That morning, two African American students—James Hood, whose hat I remember thinking was a curious bit of style, and Vivian Malone, whose beauty I remember thinking was, well, I don’t think I had the words for it as a twelve-year-old—arrived at the University of Alabama with hope in their hearts and determination in their minds. They weren’t there to make a statement. They were there to receive the education they deserved. But in Tuscaloosa, in 1963, if you were Black, that was the same thing.
That’s because, even though close to a decade had passed since the Supreme Court ruled that separate institutions were inherently unequal in Brown v. Board of Education, the University of Alabama still hadn’t welcomed a single Black student into its halls. And the state had no intention of integrating its schools anytime soon. In fact, when James and Vivian showed up, accompanied by Nicholas Katzenbach, the deputy attorney general of the United States, they were blocked from accessing the door by Governor George Wallace himself.
If Medgar, like me, had watched this take place on his television, I imagine he wouldn’t have been surprised by any of it. He had met the same hostility as James and Vivian when he tried to integrate the University of Mississippi School of Law—whose administrators told him, a decorated World War II veteran, that even though he had risked his life defending our democracy overseas, he did not have the right to learn about the laws that governed it when he came back home.
But what might have surprised Medgar was what happened next—when President John F. Kennedy federalized the Alabama National Guard and left Governor Wallace with no choice but to step aside and clear the path for the students to walk through the front door and make history.

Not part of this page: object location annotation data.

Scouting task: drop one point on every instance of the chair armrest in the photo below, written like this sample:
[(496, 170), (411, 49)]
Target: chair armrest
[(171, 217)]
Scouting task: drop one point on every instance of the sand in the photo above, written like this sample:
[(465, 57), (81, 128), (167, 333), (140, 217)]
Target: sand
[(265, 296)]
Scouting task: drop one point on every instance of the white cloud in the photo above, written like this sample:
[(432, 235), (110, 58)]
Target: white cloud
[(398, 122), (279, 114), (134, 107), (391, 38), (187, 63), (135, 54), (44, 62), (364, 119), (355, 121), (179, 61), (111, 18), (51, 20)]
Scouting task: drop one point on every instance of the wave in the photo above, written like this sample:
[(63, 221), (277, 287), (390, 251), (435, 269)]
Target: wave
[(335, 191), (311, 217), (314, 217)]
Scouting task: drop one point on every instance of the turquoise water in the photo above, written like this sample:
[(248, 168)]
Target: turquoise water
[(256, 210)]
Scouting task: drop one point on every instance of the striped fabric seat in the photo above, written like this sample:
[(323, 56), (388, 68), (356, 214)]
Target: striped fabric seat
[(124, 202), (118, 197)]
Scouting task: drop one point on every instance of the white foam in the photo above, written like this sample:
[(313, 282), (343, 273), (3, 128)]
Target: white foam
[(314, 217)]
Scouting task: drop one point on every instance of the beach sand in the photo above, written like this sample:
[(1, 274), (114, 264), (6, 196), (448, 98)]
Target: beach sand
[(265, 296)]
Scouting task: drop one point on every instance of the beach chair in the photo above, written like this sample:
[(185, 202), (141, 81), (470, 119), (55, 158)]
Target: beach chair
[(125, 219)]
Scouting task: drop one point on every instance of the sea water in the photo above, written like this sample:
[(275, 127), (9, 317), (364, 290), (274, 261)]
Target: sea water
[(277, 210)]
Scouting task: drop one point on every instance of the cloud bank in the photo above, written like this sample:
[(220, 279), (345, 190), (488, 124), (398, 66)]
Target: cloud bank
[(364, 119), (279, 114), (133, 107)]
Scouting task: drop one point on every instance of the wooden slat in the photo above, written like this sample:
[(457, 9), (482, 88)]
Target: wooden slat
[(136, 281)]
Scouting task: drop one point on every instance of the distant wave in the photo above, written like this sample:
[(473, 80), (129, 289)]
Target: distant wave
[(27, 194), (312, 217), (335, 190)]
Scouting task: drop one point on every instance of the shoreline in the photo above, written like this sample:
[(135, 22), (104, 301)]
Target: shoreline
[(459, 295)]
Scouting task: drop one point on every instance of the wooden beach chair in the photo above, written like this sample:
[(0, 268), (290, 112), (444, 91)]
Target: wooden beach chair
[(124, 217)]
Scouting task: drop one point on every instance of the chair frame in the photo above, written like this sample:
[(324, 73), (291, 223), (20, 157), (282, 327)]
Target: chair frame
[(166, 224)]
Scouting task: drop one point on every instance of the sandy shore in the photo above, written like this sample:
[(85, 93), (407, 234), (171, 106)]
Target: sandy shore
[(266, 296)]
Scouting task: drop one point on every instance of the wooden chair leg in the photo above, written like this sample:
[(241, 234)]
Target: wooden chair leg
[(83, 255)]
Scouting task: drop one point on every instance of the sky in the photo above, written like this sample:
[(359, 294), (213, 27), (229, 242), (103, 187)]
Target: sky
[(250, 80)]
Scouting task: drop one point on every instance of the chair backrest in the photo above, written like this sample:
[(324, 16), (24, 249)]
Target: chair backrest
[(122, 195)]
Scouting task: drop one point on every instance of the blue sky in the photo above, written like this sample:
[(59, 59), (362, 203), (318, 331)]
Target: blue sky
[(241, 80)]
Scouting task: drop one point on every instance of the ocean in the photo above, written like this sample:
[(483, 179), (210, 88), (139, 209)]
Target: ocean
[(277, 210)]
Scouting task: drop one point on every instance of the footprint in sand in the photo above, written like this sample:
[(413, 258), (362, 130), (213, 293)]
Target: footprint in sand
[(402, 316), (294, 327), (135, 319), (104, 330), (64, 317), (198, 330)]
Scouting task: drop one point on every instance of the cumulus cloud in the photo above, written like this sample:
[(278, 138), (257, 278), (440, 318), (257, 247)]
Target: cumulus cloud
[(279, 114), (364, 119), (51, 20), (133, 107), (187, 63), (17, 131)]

Even as a twelve-year-old in the North, for whom the segregation of the South had always seemed like it was taking place a world away, watching James and Vivian break this barrier unleashed emotions I didn’t know I had: Anger about all who had been denied this opportunity. Relief that the sacrifices of the civil rights movement were beginning to pay off. Fear about what kind of retribution lay ahead. And if I was feeling all that, I cannot even conceive of the variegated emotional responses being triggered by the limbic system of Medgar Evers, a man without whom this progress might have remained but a dream.
It was an emotional day for President Kennedy, too, who decided he should speak to the country—celebrating the courage of the students at the University of Alabama and committing the federal government to bringing an end to segregation. There was just one problem: He didn’t have a speech. And his chief speechwriter, Ted Sorensen, didn’t have time to finish drafting one. So with millions of Americans hanging on his every word, President Kennedy delivered a national address full of improvisation, an address in which some lines had been prewritten and others had come straight from the heart.
“One hundred years of delay have passed since President Lincoln freed the slaves, yet their heirs, their grandsons, are not fully free,” he said. “And this nation, for all its hopes and all its boasts, will not be fully free until all its citizens are free.”
Schools, he said, ought to be integrated—just as restaurants and theaters and stores should be—laying out the policies that would, after his assassination, become the Civil Rights Act of 1964. But he didn’t stop there, because he knew African Americans would only be treated as equal in their communities if they had a voice in electing the leaders in charge of them. So before concluding the speech, he laid out a vision that would later become the Voting Rights Act of 1965: “It ought to be possible,” he said, “for American citizens of any color to register to vote in a free election without interference or fear of reprisal.”
We don’t know if Medgar Evers had a chance to watch President Kennedy’s speech—but if he did, that line would have been especially meaningful to him. Because Medgar always believed that the right to vote was among the most important civil rights. And it was this right that had inspired him to join the fight for civil rights in the first place as a twenty-one-year-old. “We’re interested in making this country better for people, for all of us, and we feel that only through voting,” he explained, “are we going to be able to do this.”
In 1946, hoping to block the reelection of Theodore Bilbo—a racist senator who believed Black Americans should be sent to Africa—Medgar and his brother, Charles, registered to vote at city hall in Decatur, Mississippi. But when they and other registered Black voters arrived at the polls on Election Day, they were confronted by white supremacists who threatened their lives. “You niggers are going to wind up getting yourselves and everyone around you killed,” they were told, and knowing what that actually meant—knowing they could have ended up on the list of Black men from across the centuries who were murdered for daring to participate in democracy—Medgar and Charles, like so many African Americans in the South, went back home without casting their ballots.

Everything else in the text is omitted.